Dec 18, 2016

The 40 Years of Comics Project - Day 662: Battle Pope #10 (Christmas Pope-tacular!), December 2001

I think perhaps the only time I ever had a letter published in a comic was in an issue of Battle Pope. It was something to the effect that I was glad that when I died, and found out I was totally wrong about this whole God thing, that at least there'd be amazing comic artists and writers down there in Hell with me.

Battle Pope is, by far, the most heretical, irreverent, crude, and possibly hilarious, comic I've read. It's right up there with Preacher as far as its willingness to step across lines and then pick up the line and choke you to death with it. And today's issue, #10, or "Christmas Pope-tacular #1," is no exception. We open on Santa Claus, devastated in the wake of the Rapture and the realization that the world is actually full of naughty people, so he has no purpose, sitting in a bar drinking. He proceeds to pickpocket a little boy, trick a homeless man out of his warm shelter, you know, all those things Santa is known for.

And then we have Jesus, the Pope's sidekick, bummed out because no one thinks about him on his birthday. Eventually J and Santa bump into each other and proceed to beat the hell out of one another.

Oh, and Jesus' Mum shows up for his birthday. Yep, Mary, Mother of God arrives to celebrate her son's birthday with him and his friends. In fishnet stockings and a sexy nun costume. And halo. And breasts that are twice the size of her head. Each.

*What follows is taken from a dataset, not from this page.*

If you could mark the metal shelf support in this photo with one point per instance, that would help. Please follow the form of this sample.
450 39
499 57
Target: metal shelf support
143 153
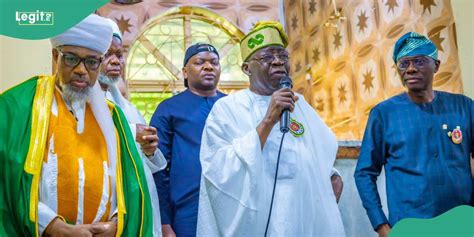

What's really great about Battle Pope is that, all of this "no fucks given" aside, it's still a really, really good comic. Robert Kirkman, who has knocked comics out of the park with things like Invincible and The Walking Dead, may have been cutting his teeth on this series, but he was still very good at what he does. Battle Pope, which was reprinted in colour by Image Comics, is well worth a look, as long as you're not easily offended. Because it's going to offend you. It wants to.